Freaky Village (8): Seevergiftung

Wochen sind inzwischen vergangen, und so viel ist passiert. Spannendes, unglaubliches, schockierendes, erfreuliches. Doch der Reihe nach.

Nachdem es uns gelungen war, den Leuchtturm wieder zugänglich zu machen, kämpften wir schon mit der nächsten Bedrohung. Aus unerfindlichen Gründen gelangte Gift in unseren See. Stinkende Schwefelschwaden hingen Tag und Nacht über dem Wasser, mit dem man sich nicht einmal mehr hätte den Hintern abwaschen wollen, und sorgten für einen dichten Nebel. Diese scheussliche Vergiftung hatte offensichtlich auch die Wildtiere im Wald wahnsinnig gemacht, denn zu allem Überfluss war fast ständig Wolfsgeheul in der Ferne zu hören. Es war also nicht nur ekelhaft, sondern bedrohlich!

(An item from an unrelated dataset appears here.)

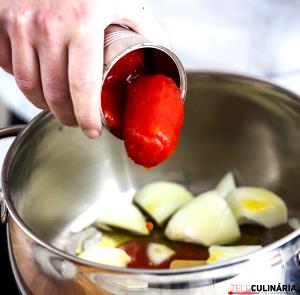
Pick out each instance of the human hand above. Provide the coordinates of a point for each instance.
(55, 51)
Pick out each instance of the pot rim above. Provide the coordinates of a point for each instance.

Wieder einmal waren wir also gezwungen, zusammen zu rücken. Jeder trug sein Quentchen dazu bei, der Seevergiftung entgegen zu wirken. Ich selber durchforschte jedes Zipfelchen Papier, das ich in der Bibliothek finden konnte in der Hoffnung, auf Aufzeichnungen der Vergangenheit zu stossen, die ähnliche Phänomene schon einmal beschrieben hatten. Und tatsächlich konnte ich etwas in den alten Tagebuch-Einträgen des Pfarrers finden. Allerdings klang das alles sehr fantastisch, denn der Pfarrer hatte ziemlich genau ein esoterisches Ritual beschrieben.

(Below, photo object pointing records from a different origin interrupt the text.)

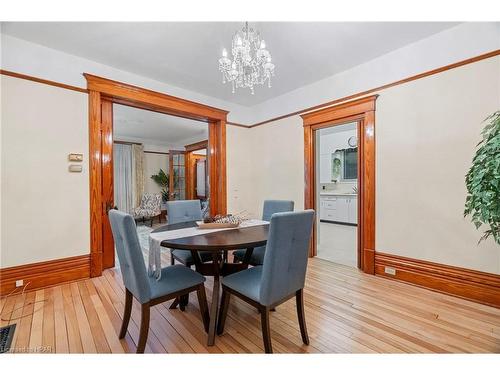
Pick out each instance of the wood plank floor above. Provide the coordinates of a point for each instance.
(346, 312)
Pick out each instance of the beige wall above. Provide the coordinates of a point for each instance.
(152, 165)
(266, 162)
(45, 209)
(426, 132)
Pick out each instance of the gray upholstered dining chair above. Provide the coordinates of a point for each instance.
(281, 277)
(270, 207)
(175, 280)
(181, 212)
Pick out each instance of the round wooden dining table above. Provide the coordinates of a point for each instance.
(218, 243)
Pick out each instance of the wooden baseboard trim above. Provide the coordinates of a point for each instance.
(45, 274)
(473, 285)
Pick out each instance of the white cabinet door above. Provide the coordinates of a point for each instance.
(328, 208)
(342, 209)
(353, 210)
(325, 171)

Da aber alle anderen Versuche, den See vom Schwefel zu befreien, bisher fehl geschlagen waren, teilte ich meinen Fund mit den anderen. Ich war zwar nicht wirklich davon überzeugt, dass ein solches Ritual auch nur ansatzweise etwas bewirken könnte, aber wie sagt man so schön? In der Not frisst der Teufel Fliegen! Also unterstützte ich die Vorbereitungen der anderen, die für die Idee eines Rituals erstaunlicherweise mehr als zugänglich waren. Was ich aber nur solange erstaunlich fand, bis ich mich wieder daran erinnerte, dass die meisten Bewohner in Freaky Village unglaublich abergläubisch sind. Es hätte mich also nun wirklich nicht verwundern dürfen.

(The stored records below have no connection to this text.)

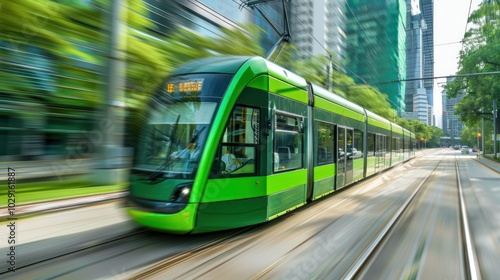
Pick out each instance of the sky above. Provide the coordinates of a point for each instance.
(450, 19)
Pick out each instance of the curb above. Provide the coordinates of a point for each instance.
(60, 204)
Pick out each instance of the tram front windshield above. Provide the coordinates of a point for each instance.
(180, 118)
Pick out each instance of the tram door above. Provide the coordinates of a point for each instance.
(344, 156)
(349, 159)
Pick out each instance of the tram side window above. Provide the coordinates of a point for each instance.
(357, 151)
(237, 150)
(371, 145)
(325, 143)
(288, 143)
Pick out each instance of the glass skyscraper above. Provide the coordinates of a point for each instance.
(376, 46)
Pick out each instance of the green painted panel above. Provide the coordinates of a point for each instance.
(260, 82)
(180, 223)
(285, 75)
(323, 187)
(246, 73)
(234, 188)
(231, 214)
(284, 89)
(286, 180)
(286, 200)
(328, 106)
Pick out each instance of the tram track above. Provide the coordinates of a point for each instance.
(283, 240)
(216, 252)
(470, 264)
(78, 248)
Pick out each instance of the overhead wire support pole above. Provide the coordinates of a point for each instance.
(495, 117)
(284, 35)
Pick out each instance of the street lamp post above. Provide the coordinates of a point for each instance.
(478, 137)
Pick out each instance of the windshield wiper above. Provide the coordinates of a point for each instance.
(168, 160)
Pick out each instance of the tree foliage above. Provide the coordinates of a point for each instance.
(480, 54)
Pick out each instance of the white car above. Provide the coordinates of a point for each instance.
(465, 149)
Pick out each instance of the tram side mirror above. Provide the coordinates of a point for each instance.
(268, 128)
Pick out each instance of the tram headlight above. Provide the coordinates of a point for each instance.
(181, 193)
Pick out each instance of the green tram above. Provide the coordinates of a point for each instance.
(235, 141)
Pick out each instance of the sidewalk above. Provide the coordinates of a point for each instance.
(493, 165)
(47, 168)
(45, 185)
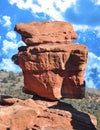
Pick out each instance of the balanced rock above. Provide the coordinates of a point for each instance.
(53, 66)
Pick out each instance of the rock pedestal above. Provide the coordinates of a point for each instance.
(53, 66)
(16, 114)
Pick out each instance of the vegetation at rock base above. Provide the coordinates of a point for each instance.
(11, 84)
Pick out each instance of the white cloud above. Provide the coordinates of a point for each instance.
(97, 2)
(9, 46)
(82, 28)
(97, 28)
(11, 35)
(53, 8)
(8, 65)
(5, 21)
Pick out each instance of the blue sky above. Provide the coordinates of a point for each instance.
(83, 14)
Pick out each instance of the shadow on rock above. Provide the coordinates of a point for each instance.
(79, 120)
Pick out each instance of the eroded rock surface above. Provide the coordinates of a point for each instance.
(53, 66)
(16, 114)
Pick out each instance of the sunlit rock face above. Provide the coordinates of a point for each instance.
(53, 66)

Schliesslich war es so weit, und wir zogen gemeinsam mit unseren vorbereiteten Ritual-Utensilien in die Nacht und an den See. Um ehrlich zu sein, an sehr viel erinnere ich mich nicht mehr, und vielleicht ist das sogar besser so. Gleich anfangs wurde starker Alkohol ausgeteilt, und wer mich kennt, weiss genau, wie „gut“ ich das Zeug vertrage. Nämlich gar nicht. Dementsprechend waren meine Sinne innerhalb kürzester Zeit vernebelt. Was mir zugute kam, als mir irgendwann in der Nacht wieder so meine Narben gebrannt haben. So ähnlich wie das eine Mal, als ich auf Flor getroffen bin. Übrigens eine ziemlich unheimliche Erscheinung, diese Frau! Vielleicht sollte ich in Zukunft immer einen Flachmann bei mir tragen, falls ich ihr wieder einmal begegnen sollte. Aber das nur am Rande. Fakt ist, der Alkohol hat den Schmerz gut betäubt.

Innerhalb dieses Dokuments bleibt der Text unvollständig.